LintasWarganet.com – 13 Mei 2026 | Nilai tukar rupiah terus tertekan terhadap dolar Amerika Serikat (USD) dalam beberapa pekan terakhir. Pada penutupan pasar kemarin, rupiah tercatat sekitar Rp15.300 per dolar, menurun sekitar 0,6% dari hari sebelumnya. Penurunan ini menambah kekhawatiran di kalangan pelaku pasar mengenai stabilitas moneter Indonesia.

Meski demikian, seorang ekonom senior dari Muhammadiyah menilai situasi Indonesia masih relatif lebih baik dibandingkan beberapa negara tetangga di Asia. Dalam wawancara terpisah, Ekonom Muhammadiyah, Prof. Dr. H. Ahmad Fauzi, menyatakan bahwa faktor fundamental ekonomi Indonesia, seperti cadangan devisa yang kuat dan kebijakan moneter yang konsisten, memberikan ruang napas lebih luas bagi rupiah dibandingkan negara‑negara seperti Filipina, Thailand, atau Vietnam yang mengalami volatilitas lebih tinggi.

Beberapa poin yang menjadi pertimbangan Prof. Dr. H. Ahmad Fauzi antara lain:

  • Cadangan devisa: Indonesia masih mempertahankan cadangan devisa di atas US$130 miliar, cukup untuk menahan tekanan eksternal.
  • Defisit neraca berjalan: Meskipun terdapat defisit, rasio defisit neraca berjalan berada di level yang dapat dikelola.
  • Kebijakan suku bunga: Bank Indonesia telah menyesuaikan suku bunga secara berhati‑hati untuk menstabilkan inflasi sekaligus mendukung nilai tukar.
  • Diversifikasi ekspor: Ekspor Indonesia tidak terlalu bergantung pada satu komoditas, sehingga lebih tahan terhadap guncangan harga global.

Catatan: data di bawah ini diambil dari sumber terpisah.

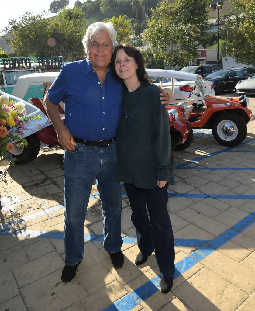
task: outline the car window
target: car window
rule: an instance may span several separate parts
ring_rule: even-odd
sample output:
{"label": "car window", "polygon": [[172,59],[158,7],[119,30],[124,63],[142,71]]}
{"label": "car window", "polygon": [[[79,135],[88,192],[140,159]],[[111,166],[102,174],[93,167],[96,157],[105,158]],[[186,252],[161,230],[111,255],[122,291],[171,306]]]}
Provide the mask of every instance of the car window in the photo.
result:
{"label": "car window", "polygon": [[26,71],[6,71],[5,79],[7,84],[16,84],[19,77],[21,76],[26,76],[29,73],[36,72],[35,70],[26,70]]}
{"label": "car window", "polygon": [[200,71],[200,72],[204,72],[204,68],[202,67],[197,67],[197,69],[195,71],[196,71],[196,72],[197,73],[197,73],[197,72],[198,71]]}
{"label": "car window", "polygon": [[236,70],[231,70],[229,73],[228,76],[229,77],[235,77],[237,76],[237,71]]}
{"label": "car window", "polygon": [[210,72],[211,72],[212,71],[211,67],[209,66],[205,66],[204,67],[204,69],[205,72],[206,73],[210,73]]}
{"label": "car window", "polygon": [[242,72],[241,72],[241,73],[242,73],[242,76],[249,76],[250,75],[248,73],[248,72],[247,72],[246,71],[242,71]]}
{"label": "car window", "polygon": [[184,68],[181,69],[180,71],[183,71],[184,72],[189,72],[190,73],[194,73],[195,71],[197,69],[197,67],[184,67]]}
{"label": "car window", "polygon": [[211,73],[209,73],[206,77],[206,78],[210,77],[216,78],[217,77],[225,77],[228,72],[228,70],[216,70],[213,72]]}

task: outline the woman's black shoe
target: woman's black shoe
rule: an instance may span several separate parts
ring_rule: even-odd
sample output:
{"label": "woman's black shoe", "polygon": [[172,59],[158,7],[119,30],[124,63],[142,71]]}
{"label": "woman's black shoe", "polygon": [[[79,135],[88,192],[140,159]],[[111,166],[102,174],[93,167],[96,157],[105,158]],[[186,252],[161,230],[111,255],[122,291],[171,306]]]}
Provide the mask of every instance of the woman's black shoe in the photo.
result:
{"label": "woman's black shoe", "polygon": [[121,251],[109,254],[112,264],[115,269],[118,269],[121,268],[124,263],[124,256]]}
{"label": "woman's black shoe", "polygon": [[169,292],[173,287],[173,284],[172,276],[165,278],[161,276],[160,280],[160,289],[163,294]]}

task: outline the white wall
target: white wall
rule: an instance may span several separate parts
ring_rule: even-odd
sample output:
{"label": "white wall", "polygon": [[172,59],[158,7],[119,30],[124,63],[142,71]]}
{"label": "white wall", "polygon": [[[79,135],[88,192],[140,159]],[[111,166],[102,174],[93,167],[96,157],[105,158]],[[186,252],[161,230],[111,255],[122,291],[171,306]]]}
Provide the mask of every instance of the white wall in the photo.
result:
{"label": "white wall", "polygon": [[232,67],[244,67],[247,66],[245,64],[237,63],[233,57],[223,57],[222,59],[223,69],[230,69]]}

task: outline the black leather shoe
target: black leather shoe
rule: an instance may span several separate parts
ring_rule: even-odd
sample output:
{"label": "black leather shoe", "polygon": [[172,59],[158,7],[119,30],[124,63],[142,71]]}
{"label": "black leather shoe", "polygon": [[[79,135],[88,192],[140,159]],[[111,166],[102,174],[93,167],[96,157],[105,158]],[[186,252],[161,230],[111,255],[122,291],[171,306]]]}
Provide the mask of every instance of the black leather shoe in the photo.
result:
{"label": "black leather shoe", "polygon": [[112,264],[115,269],[121,268],[124,263],[124,256],[121,251],[109,254]]}
{"label": "black leather shoe", "polygon": [[[81,260],[82,260],[83,258],[83,257],[81,258]],[[61,279],[62,282],[67,283],[72,281],[75,276],[76,271],[77,270],[77,272],[78,272],[77,270],[77,267],[81,263],[81,260],[74,266],[67,266],[67,265],[66,265],[62,271]]]}
{"label": "black leather shoe", "polygon": [[144,263],[147,260],[148,255],[143,254],[141,252],[139,252],[136,257],[135,263],[136,266],[140,266]]}
{"label": "black leather shoe", "polygon": [[169,292],[173,287],[174,280],[173,277],[165,278],[161,277],[160,280],[160,289],[163,294],[166,294]]}

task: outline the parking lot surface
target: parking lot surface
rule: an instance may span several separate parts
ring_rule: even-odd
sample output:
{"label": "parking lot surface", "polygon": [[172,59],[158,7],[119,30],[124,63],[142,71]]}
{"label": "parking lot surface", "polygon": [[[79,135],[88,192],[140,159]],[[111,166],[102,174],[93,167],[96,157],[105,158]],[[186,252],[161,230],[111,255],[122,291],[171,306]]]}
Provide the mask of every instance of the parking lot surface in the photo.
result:
{"label": "parking lot surface", "polygon": [[[224,93],[223,98],[234,93]],[[248,97],[255,114],[255,96]],[[138,267],[139,252],[123,188],[123,267],[103,246],[98,193],[92,189],[78,273],[64,266],[63,151],[43,147],[31,163],[8,170],[0,184],[0,310],[253,311],[255,305],[255,118],[239,145],[219,144],[210,130],[174,152],[176,184],[168,208],[176,270],[162,294],[155,254]]]}

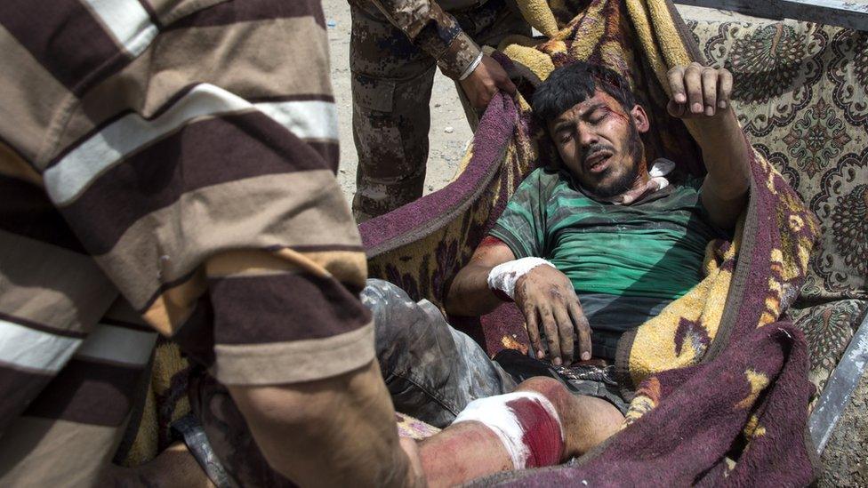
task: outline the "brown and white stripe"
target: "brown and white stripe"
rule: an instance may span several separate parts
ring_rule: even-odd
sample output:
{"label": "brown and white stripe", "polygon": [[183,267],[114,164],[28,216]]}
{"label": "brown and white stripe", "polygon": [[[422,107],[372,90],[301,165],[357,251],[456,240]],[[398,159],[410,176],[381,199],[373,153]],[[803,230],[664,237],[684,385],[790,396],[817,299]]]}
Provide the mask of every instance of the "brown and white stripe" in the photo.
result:
{"label": "brown and white stripe", "polygon": [[0,483],[92,476],[155,330],[233,384],[373,359],[327,50],[315,0],[0,3]]}

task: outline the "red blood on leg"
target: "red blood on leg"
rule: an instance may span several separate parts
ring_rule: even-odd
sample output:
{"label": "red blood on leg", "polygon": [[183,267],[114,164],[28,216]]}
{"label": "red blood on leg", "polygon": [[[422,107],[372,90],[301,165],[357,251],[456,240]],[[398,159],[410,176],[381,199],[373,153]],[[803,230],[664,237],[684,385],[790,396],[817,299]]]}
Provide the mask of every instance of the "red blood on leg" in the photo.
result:
{"label": "red blood on leg", "polygon": [[560,421],[535,398],[519,398],[507,402],[524,432],[522,442],[529,454],[526,468],[552,466],[560,461],[564,439]]}

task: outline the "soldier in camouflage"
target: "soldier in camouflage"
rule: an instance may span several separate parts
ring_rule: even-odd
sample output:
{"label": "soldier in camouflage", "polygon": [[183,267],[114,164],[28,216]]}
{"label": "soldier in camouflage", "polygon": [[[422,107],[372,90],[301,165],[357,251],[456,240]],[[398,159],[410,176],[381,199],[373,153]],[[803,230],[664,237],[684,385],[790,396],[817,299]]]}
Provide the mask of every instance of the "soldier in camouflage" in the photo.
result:
{"label": "soldier in camouflage", "polygon": [[498,90],[515,93],[503,68],[479,47],[530,35],[510,2],[350,0],[358,221],[422,196],[436,67],[473,108],[484,108]]}

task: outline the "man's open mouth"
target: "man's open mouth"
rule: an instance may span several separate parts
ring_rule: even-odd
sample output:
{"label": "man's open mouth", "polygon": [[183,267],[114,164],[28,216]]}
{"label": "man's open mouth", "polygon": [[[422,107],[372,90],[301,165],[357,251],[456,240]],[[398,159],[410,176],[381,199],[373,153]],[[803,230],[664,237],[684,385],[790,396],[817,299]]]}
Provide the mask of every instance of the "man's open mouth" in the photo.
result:
{"label": "man's open mouth", "polygon": [[591,156],[585,158],[584,168],[586,171],[591,173],[602,172],[606,171],[607,167],[608,167],[608,161],[610,157],[612,157],[612,153],[609,151],[598,151]]}

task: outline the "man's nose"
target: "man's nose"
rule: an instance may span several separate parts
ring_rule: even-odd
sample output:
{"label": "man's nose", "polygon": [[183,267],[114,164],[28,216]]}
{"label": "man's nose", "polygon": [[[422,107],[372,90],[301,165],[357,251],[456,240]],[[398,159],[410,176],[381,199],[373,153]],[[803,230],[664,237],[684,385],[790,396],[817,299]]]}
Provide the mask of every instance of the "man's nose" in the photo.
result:
{"label": "man's nose", "polygon": [[580,124],[577,131],[579,132],[579,143],[582,144],[583,148],[587,148],[599,141],[599,138],[597,137],[597,132],[584,124]]}

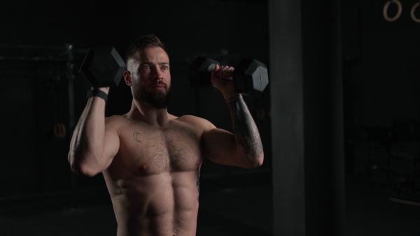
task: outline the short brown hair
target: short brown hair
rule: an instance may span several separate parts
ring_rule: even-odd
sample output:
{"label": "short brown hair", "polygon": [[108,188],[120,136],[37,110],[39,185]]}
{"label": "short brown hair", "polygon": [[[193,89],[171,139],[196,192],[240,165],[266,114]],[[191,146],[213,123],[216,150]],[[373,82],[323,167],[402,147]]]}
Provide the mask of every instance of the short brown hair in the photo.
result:
{"label": "short brown hair", "polygon": [[128,63],[128,59],[132,57],[139,50],[146,47],[160,47],[164,52],[168,52],[164,47],[164,44],[154,34],[148,34],[140,36],[133,40],[127,47],[125,51],[125,61]]}

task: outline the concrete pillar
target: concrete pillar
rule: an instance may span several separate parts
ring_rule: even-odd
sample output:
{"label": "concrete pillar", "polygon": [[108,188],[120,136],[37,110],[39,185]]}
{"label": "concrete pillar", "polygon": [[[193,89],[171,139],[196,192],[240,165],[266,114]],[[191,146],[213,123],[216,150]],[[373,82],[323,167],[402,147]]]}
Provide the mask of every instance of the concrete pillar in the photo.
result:
{"label": "concrete pillar", "polygon": [[269,0],[274,235],[343,235],[340,1]]}

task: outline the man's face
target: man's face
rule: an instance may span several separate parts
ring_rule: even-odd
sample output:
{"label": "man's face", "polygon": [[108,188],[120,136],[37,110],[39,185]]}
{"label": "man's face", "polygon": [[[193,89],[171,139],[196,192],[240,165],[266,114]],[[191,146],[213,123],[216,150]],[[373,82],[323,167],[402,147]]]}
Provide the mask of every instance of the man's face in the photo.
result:
{"label": "man's face", "polygon": [[129,68],[133,98],[153,108],[167,108],[171,94],[168,55],[162,47],[154,47],[144,48],[134,56],[134,64]]}

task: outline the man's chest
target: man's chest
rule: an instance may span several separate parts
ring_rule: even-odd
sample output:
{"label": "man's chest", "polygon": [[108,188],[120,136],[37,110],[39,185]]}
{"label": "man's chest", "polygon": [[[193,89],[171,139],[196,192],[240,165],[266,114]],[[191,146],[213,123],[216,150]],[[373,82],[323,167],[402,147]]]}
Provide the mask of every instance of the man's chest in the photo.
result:
{"label": "man's chest", "polygon": [[123,131],[116,158],[138,174],[151,175],[196,170],[202,156],[201,135],[188,125],[139,126]]}

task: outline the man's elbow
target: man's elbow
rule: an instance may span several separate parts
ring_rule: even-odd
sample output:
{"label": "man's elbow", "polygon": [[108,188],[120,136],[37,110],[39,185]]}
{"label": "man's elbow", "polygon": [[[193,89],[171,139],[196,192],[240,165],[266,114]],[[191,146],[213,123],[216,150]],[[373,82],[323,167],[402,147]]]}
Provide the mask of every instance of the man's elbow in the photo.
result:
{"label": "man's elbow", "polygon": [[76,161],[74,158],[69,160],[69,162],[71,171],[78,175],[94,177],[100,172],[92,168],[87,163],[83,163],[81,161]]}

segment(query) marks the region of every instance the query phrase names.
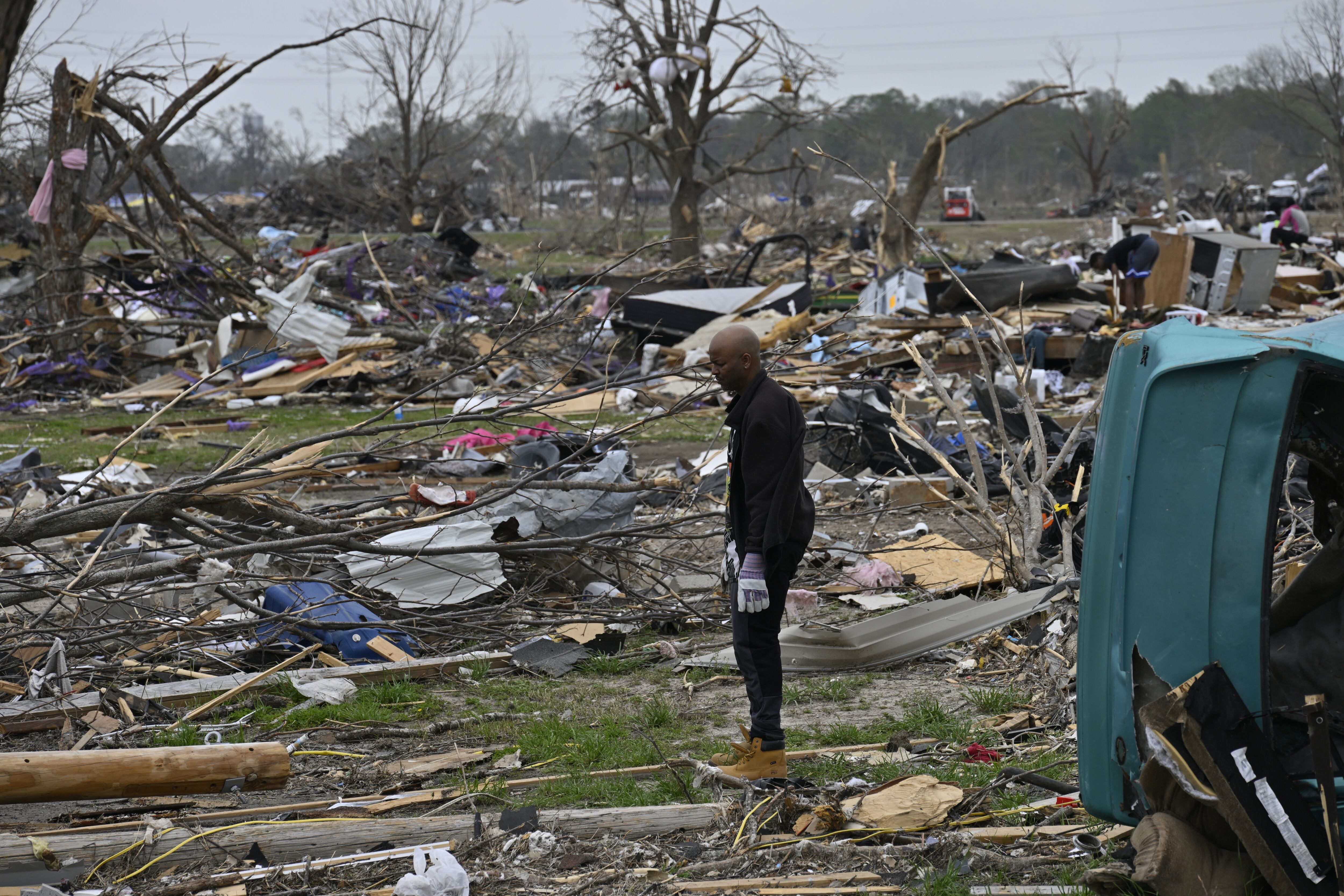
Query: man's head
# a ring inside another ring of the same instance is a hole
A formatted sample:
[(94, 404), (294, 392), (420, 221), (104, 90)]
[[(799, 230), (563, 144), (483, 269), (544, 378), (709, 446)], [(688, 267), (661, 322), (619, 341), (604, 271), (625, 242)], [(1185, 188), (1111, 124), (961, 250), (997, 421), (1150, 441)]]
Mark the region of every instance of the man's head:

Di sisi lain, negara‑negara lain di kawasan Asia mengalami tekanan yang lebih signifikan. Misalnya, peso Filipina melemah hampir 2% dalam seminggu terakhir, sementara baht Thailand mengalami fluktuasi tajam akibat ketidakpastian politik domestik.

Ekonom Muhammadiyah menekankan pentingnya kebijakan fiskal yang prudent dan peningkatan produktivitas sebagai kunci untuk mempertahankan daya saing rupiah. Ia juga mengingatkan bahwa faktor eksternal seperti kebijakan moneter Federal Reserve AS dan kondisi geopolitik global tetap menjadi risiko utama yang harus diwaspadai.

Secara keseluruhan, meskipun rupiah berada dalam tren pelemahan, fondasi ekonomi Indonesia yang relatif kuat memberikan keunggulan dibandingkan negara‑negara lain yang berada dalam situasi lebih rapuh.